Türkiye büyük bir “savaşın” içinde. Ülke ve millet olarak bunun ne kadar farkındayız? “Söylem” olarak farkındayız ancak “eylem” olarak farkında olduğumuzu düşünmüyorum. Tehlikeyi görüyoruz ancak tehlikeyi bertaraf edecek iş ve icraatlar için gerekli adımları atmakta ağır davranıyoruz…

Savaşı başlatan biz değiliz. Batı’ya sefere çıkan da biz değiliz. Bir yerleri fethetme hevesinde olan hiç değiliz. Ancak ABD, Hristiyan/Haçlı saldırısı için aylar önce “Ankara seferine” çıktı. Vatanımızı korumak, işgal altındaki diğer ülkelere ilham, mazlum halklara umut olmak için bu savaşı kazanmamız gerekiyor. Savaşları iyi bir komutan ve iyi bir ordu ile kazanırsınız…

Komutanımız dünyanın en iyi komutanı. Resmî üniformalı ordumuz dünyanın en cesur askerlerinden oluşuyor. İçindeki FETÖ’cü, darbeci, cuntacı maşalar birer birer tasfiye ediliyor. Bu dönüşüm bittiğinde üniformalı ordumuzun önünde hiçbir ordu duramaz!

İkinci ordumuz, üzerinde üniforma olmayan 80 milyon vatandaşımızdır. Milletimizin Kurtuluş Savaşı’nda neler yaptığını, dünyanın en güçlü ülkelerinin düzenli ordularını nasıl önüne katıp kovaladığını biliyorsunuz. Kurtuluş Savaşı’nı kazanan, Türkiye’nin bu büyük zaferinin altında; bir şahsın, bir komutanın, bir devlet adamının tek başına imzası yoktur. Zaferi altında 10 milyon Müslüman Türk, Kürt, Arap, Laz, Çerkez halklarının imzası vardır! Savaşta, birlik ve beraberliğimiz en büyük ve en güçlü silahımızdır.

***

Bir komutanı ve ordusunu savaşta zafere götüren püf noktası nedir? Türkiye’yi bu savaşta zafere taşıyacak en değerli şey nedir gerçekten?

Ülkemizin ve milletimizin geçmişinden dersler çıkararak, köklerimizden ilhamlar alarak bunu başaracağız. Unutmayın tarih tekerrürden ibarettir. Dün olanların aynısı bugün de yaşanıyor. Dünün bilgilerini kullanarak, atalarımızın zafere giden yolda kullandıkları taktikleri ve öğretileri rehber edinerek zafere ulaşacağız! İşte bize ışık tutacak örnek…

“Yavuz Sultan Selim, Haziran 1516’da orduya Mısır seferi için hareket emri verdi.

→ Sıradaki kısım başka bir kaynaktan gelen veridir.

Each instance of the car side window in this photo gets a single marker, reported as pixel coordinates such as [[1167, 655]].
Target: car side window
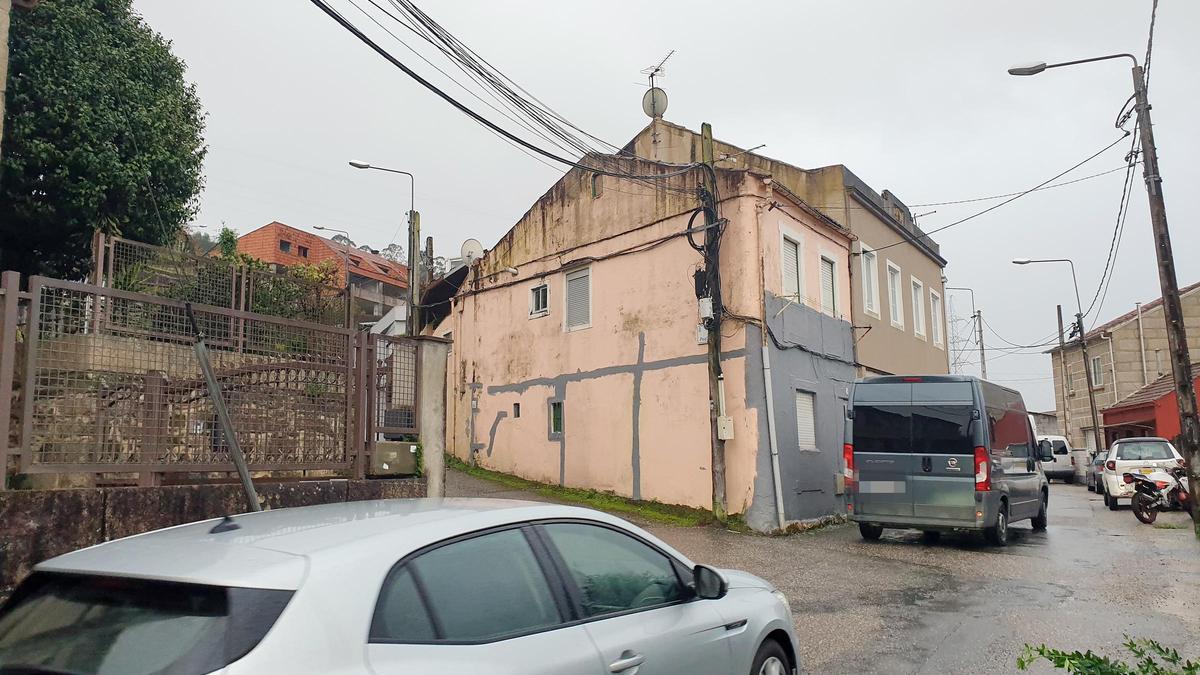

Ordu, Gebze yakınlarında bağlık-bahçelik bir arazide mola verdi. Etrafta üzüm bağları ve elma bahçeleri vardı. Padişah, Yeniçeri Ağası’nı yanına çağırdı:

-Bütün askerlerin heybeleri aransın. Heybesinde çalıntı bir meyve çıkan askeri bana getirin!

Yeniçeri Ağası, tüm askerlerin heybelerini arattı. Ancak hiçbir askerin heybesinde meyve veya çalıntı bir şeye rastlanmadı. Durum, Yavuz Sultan’a bildirildiğinde, padişahın sevincine diyecek yoktu. Allah’a şöyle şükretti:

-Allah’ım sana sonsuz şükürler olsun! Bana haram yemeyen bir ordu verdin. Eğer askerim içinde tek bir kişi dâhi, sahibinden izinsiz bir meyve koparıp yeseydi ve ben bunu haber alsaydım, Mısır seferinden vazgeçerdim! Çünkü haram yiyen bir orduyla hiçbir yer fethedilemez!”

***

Tarihimizin ve atalarımızın “zafere giden yolda” bugünkü Türkiye’ye tutukları ışık budur…

Allah için savaşmayan bir “ordu” ve banka hesapları, cebi, midesi, aklı, ruhu haramla dolu bir milletle hiçbir yer fethedilemez.

Milletimizin Yavuz’un ordusu olması konusunda alması gereken çok yol var. Bu bilinci ve bu anlayışı yeniden gün yüzüne çıkarırsak; ABD’nin çıktığı “Ankara seferinde” onlara tarihin en büyük hezimetini yaşatırız. Komutan Erdoğan’a da “Batı seferine çıkma” konusunda büyük bir güç veririz!..

Unutmadan son bir hatırlatma yapayım. ABD ile savaş halindeyken; karnını Amerikan hamburgercisinde doyuran, keyif kahvesini de Amerikan kahvecisinde yudumlayan bir gençlikle zafere yürüyemeyeceğimizi de bilelim!